Patricius was proud of the beauty and the intelligence of his little son, and hoped great things for the future; but Augustine's early school-days were far from brilliant. Eager as the boy was to learn what interested him, he had an insurmountable dislike to anything that caused him trouble. It bored him to learn to read and write, and the uninspiring truth that two and two make four was a weariness of the flesh to him. Though the stories of Virgil enchanted him, Homer he never thoroughly enjoyed nor quite forgave, for had he not for his sake been forced to wade through the chilly waters of the Greek grammar?
Unfortunately for Augustine, such dismal truths as two and two make four have to be mastered before higher flights can be attempted. The Tagaste schoolmasters had but one way of sharpening their scholars' zeal for learning – the liberal use of the rod.
Now, Augustine disliked beatings as much as he disliked all other unpleasant things, but he also disliked work. The only way of evading both disagreeables was to follow the example of the greater number of his fellow-scholars – to play when he should have been working, and to tell clever lies to his schoolmasters and his parents in order to escape punishment. Such tricks, however, are bound to be found out sooner or later, and Monica, realizing that much could be got out of her son by love, but little by fear, took him for a course of instruction to the Christian priests, that he might learn to overcome himself for the love of God.
As a result Augustine took more earnestly to his prayers, asking, above all, however, that he might not be beaten at school. His mother, finding him one day praying in a quiet corner to this intent, suggested that if he had learnt his lessons for the day he need have no fear, but if he had not, punishment was to be expected. Patricius, who was passing and overheard the conversation, laughed at his son's fears and agreed with his wife. Augustine thought them both exceedingly heartless.

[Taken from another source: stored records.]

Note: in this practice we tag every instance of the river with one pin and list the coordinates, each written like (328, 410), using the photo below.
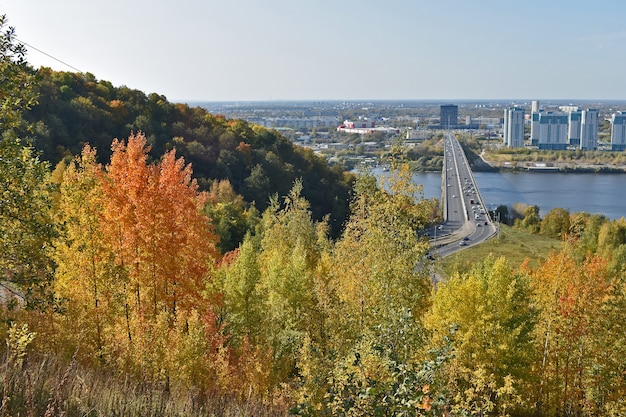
(593, 193)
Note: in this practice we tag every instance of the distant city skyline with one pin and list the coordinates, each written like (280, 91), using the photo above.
(245, 50)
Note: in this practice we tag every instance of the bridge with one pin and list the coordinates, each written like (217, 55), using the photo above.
(466, 218)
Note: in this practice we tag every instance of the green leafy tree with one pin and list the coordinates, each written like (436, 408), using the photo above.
(491, 308)
(556, 223)
(26, 226)
(531, 221)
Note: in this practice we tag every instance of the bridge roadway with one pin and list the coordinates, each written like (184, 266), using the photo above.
(466, 218)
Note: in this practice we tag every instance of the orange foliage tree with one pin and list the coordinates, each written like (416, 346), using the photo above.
(136, 264)
(579, 346)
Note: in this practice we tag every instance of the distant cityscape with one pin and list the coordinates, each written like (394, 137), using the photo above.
(554, 125)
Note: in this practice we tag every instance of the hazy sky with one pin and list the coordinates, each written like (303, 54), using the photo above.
(191, 50)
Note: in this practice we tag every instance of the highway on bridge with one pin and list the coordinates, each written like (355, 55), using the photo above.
(466, 219)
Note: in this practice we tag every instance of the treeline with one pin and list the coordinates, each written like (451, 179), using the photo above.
(112, 265)
(563, 156)
(74, 109)
(324, 327)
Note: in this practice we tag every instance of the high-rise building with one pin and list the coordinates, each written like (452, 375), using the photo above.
(449, 115)
(552, 130)
(514, 127)
(574, 117)
(618, 131)
(534, 106)
(589, 129)
(534, 128)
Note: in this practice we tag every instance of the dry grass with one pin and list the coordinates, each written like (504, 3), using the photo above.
(515, 245)
(48, 388)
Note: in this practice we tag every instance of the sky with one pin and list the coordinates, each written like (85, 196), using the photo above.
(241, 50)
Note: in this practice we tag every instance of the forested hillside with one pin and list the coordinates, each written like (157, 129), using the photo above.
(75, 109)
(115, 300)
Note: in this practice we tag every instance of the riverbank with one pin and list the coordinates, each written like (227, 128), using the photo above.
(481, 164)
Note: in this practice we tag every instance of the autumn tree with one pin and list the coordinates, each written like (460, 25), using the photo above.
(162, 250)
(531, 220)
(576, 336)
(84, 278)
(378, 288)
(490, 308)
(556, 223)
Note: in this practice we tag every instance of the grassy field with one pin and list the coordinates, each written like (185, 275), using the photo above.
(515, 245)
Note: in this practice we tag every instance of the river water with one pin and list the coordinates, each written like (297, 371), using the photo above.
(593, 193)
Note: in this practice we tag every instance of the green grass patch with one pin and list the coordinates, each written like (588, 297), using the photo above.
(515, 245)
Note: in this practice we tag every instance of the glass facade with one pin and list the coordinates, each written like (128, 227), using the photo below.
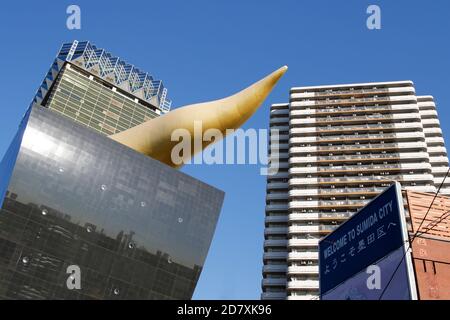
(88, 101)
(136, 228)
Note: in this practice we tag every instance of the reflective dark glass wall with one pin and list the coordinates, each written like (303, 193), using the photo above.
(136, 228)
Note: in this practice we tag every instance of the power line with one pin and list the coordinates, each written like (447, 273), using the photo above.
(413, 237)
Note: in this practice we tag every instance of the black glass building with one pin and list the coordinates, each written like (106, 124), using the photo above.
(70, 196)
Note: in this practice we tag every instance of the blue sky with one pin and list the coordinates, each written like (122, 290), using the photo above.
(205, 50)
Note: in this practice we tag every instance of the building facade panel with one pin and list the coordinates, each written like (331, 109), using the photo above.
(346, 144)
(136, 228)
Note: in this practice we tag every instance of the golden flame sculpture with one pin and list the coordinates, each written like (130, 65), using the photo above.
(154, 137)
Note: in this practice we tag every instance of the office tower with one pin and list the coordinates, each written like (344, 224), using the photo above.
(97, 89)
(136, 228)
(339, 146)
(71, 197)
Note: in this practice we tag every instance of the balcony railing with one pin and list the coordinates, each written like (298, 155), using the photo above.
(357, 91)
(359, 146)
(353, 108)
(359, 127)
(356, 118)
(353, 101)
(361, 157)
(353, 168)
(351, 190)
(361, 178)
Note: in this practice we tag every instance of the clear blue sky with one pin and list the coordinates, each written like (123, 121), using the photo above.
(208, 49)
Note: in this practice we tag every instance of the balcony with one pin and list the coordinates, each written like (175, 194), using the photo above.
(273, 282)
(353, 101)
(275, 255)
(291, 270)
(274, 268)
(307, 255)
(276, 219)
(275, 243)
(275, 231)
(303, 242)
(326, 204)
(306, 229)
(362, 127)
(303, 284)
(303, 297)
(273, 295)
(319, 216)
(276, 207)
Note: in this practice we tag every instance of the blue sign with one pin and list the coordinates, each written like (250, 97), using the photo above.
(369, 235)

As the boy grew older, however, his wonderful gifts began to show themselves, and his masters, seeing of what he was really capable, punished him yet more severely when he was idle. Augustine, too, began to take pride in his own success, and to wish to be first amongst his young companions. The latter cheated as a matter of course, both in work and at play. Bad habits are catching, and Augustine would sometimes cheat too. When found out he would fly into a passion, although no one was so severe on the dishonesty of others as he. And yet, though he would often yield to the temptations that were the hardest for his pleasure-loving nature to resist, there was much that was good in the boy. He had a faithful and loving heart, an attraction for all that was great and noble. He was, in fact, his mother's son as well as his father's; the tares and the wheat were sprouting side by side.